Sri Lanka’s opposition parties, which agree with the IMF austerity demands, made some token criticisms of the budget in an attempt to divert the widespread anger among masses of people.
Samagi Jana Balavegaya (SJB) leading MP Harsha De Silva applauded the budget for containing “good reforms,” but asked for a general election to select a “good team” to implement these reforms effectively.
The Janatha Vimukthi Peramuna-led National People’s Power (PPP) MP Vijitha Herath said, “This could be called a ‘Muppet’ Budget,’ which has aligned with all the reforms set by the IMF.” This party is also calling for a general election to deliver a so-called “new mandate” to implement the austerity program.
Thus far, not a single trade union has uttered a word about the budget. All of them are supporting the IMF program.
The working class should take the lead in preparing its own counter-offensive against this brutal austerity drive.
Millions of workers and poor people took part in mass struggles in the four months beginning in April, demanding an end to intolerable inflation, shortages of essentials including food, medicine and fuel. They demanded the resignation of former President Gotabhaya Rajapakse and his regime.
Rajapakse fled the country and his government collapsed. However, the trade unions supported by the pseudo-left Frontline Socialist Party betrayed this struggle, diverting it behind the SJB and JVP’s demand for an interim government made up of the various bourgeois parties.

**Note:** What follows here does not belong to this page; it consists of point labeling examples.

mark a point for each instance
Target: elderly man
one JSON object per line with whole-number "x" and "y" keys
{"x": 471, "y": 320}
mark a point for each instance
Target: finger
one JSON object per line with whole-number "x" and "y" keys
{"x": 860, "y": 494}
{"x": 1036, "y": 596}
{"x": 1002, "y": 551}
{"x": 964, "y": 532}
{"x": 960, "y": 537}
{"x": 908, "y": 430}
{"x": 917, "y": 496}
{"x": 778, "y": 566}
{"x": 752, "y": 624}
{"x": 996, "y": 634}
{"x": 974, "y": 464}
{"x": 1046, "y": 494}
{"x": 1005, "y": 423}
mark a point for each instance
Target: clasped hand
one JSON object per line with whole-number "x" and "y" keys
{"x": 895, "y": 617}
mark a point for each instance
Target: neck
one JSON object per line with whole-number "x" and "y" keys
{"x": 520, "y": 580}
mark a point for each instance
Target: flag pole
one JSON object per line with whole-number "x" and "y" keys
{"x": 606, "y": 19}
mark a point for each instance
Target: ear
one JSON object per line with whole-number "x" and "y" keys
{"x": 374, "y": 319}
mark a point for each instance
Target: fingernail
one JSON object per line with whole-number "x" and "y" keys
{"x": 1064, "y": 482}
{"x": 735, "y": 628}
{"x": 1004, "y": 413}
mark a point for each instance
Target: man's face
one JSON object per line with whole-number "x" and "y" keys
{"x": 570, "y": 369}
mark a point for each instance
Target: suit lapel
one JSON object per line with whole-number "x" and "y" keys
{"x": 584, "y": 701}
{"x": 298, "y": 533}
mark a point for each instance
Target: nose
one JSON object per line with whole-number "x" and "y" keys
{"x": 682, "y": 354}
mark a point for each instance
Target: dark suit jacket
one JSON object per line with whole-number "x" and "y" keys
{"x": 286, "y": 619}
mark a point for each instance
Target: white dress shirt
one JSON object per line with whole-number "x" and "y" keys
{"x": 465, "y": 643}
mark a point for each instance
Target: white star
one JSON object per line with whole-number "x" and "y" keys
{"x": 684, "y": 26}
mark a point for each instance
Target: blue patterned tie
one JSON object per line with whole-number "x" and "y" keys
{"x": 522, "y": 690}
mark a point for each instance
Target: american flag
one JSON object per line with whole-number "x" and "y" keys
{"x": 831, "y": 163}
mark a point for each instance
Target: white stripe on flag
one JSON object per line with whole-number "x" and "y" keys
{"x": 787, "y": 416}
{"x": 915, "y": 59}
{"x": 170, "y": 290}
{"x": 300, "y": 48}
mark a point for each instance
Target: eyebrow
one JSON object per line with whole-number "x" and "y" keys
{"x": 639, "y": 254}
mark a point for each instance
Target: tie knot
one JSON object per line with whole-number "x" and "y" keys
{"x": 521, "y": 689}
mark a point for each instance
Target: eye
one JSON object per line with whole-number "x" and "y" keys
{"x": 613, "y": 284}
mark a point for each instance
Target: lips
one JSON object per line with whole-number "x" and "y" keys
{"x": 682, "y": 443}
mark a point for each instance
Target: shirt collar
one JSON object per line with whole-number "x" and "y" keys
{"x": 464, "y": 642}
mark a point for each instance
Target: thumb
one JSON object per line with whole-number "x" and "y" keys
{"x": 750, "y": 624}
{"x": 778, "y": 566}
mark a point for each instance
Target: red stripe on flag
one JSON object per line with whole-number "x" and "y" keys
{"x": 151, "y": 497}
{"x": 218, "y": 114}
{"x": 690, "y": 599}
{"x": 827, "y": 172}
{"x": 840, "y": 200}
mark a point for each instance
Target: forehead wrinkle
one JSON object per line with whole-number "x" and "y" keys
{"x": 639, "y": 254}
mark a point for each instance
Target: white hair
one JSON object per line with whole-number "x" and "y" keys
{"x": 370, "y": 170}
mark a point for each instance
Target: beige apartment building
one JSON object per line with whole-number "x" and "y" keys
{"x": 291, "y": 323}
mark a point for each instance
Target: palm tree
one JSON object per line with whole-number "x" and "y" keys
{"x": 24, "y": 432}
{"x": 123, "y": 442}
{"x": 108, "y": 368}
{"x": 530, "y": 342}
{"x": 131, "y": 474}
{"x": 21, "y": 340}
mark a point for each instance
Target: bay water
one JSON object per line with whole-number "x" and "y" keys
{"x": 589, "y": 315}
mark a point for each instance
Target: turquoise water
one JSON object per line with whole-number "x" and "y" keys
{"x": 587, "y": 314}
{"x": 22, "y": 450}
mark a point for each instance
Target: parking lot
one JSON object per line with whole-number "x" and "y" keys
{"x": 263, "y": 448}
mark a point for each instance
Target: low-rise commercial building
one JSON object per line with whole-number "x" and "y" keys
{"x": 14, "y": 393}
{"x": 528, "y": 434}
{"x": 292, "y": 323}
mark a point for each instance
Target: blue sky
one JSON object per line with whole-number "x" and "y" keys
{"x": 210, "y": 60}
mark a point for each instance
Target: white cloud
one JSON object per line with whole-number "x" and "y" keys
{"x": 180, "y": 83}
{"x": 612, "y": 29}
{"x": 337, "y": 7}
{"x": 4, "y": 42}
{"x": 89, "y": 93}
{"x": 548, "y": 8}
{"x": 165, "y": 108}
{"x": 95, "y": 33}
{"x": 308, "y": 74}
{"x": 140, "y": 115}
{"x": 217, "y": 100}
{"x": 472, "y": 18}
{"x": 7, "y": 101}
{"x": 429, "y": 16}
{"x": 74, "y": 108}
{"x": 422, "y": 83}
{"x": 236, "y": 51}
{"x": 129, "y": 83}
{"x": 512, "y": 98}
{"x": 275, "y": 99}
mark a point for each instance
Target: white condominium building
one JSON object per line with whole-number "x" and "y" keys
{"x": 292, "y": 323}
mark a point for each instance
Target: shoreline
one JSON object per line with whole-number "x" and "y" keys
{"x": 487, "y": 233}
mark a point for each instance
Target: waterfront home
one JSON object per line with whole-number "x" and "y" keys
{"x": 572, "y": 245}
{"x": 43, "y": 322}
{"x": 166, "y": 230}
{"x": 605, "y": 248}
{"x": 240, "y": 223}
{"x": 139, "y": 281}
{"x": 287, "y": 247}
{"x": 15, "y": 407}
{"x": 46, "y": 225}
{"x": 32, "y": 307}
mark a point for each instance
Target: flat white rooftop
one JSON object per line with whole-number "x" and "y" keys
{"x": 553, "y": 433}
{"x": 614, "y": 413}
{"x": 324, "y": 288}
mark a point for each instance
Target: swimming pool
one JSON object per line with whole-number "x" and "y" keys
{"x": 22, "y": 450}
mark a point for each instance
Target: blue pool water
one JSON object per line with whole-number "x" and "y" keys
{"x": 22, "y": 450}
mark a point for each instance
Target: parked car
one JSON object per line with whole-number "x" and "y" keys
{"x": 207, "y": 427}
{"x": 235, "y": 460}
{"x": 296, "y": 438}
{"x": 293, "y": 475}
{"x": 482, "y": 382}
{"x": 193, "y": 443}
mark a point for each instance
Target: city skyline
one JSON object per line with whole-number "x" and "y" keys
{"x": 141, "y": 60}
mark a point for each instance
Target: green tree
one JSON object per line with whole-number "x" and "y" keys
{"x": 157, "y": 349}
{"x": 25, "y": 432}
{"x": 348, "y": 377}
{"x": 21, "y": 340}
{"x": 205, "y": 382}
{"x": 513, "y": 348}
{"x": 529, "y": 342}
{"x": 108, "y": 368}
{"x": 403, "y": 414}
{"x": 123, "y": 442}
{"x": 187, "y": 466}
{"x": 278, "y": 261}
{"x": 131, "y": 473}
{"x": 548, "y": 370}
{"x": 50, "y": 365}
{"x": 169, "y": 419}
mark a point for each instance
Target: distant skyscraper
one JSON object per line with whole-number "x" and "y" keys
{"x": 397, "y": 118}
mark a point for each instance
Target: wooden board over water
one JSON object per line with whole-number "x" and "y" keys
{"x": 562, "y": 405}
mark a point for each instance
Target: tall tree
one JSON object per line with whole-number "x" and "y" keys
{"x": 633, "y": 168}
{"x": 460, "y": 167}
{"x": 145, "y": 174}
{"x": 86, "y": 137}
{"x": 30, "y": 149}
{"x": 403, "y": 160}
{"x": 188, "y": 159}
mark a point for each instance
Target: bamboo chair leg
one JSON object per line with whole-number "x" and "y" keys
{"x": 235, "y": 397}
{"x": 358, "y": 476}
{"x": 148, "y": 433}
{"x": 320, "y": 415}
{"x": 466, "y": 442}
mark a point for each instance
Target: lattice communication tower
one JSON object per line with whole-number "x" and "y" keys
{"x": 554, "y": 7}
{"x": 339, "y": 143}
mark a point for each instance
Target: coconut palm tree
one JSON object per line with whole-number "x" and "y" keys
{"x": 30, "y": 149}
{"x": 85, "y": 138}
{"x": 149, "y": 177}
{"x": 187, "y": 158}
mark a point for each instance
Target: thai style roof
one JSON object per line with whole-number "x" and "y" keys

This betrayal has allowed the unelected President Wickremesinghe to implement the IMF-prescribed austerity and unleash repression against workers, the rural poor and students.
We urge workers to take up the program advanced by the Socialist Equality Party (SEP) to defeat the brutal attacks on living and social conditions. There can be no solution to the crisis facing the mass of the population within the capitalist system.
The SEP has urged workers to build their own action committees in workplaces, neighbourhoods and rural areas, independent of the capitalist parties and trade unions to fight for their social and democratic rights.
Workers must take control of the production and distribution of the essentials of life. This can be done by repudiating all foreign debts and nationalising the banks, large companies and plantations under workers’ democratic control.
To fight for this program, against the Wikremasinghe government and opposition parties, the SEP is campaigning to build a Democratic and Socialist Congress of Workers and Rural Masses, based on elected representatives from these action committees. Building such a power centre of workers, supported by the rural poor, will pave the way for a workers’ and peasants’ government, as part of the fight for socialism in Sri Lanka, South Asia and internationally.
We urge workers and youth to join the SEP and fight for this program.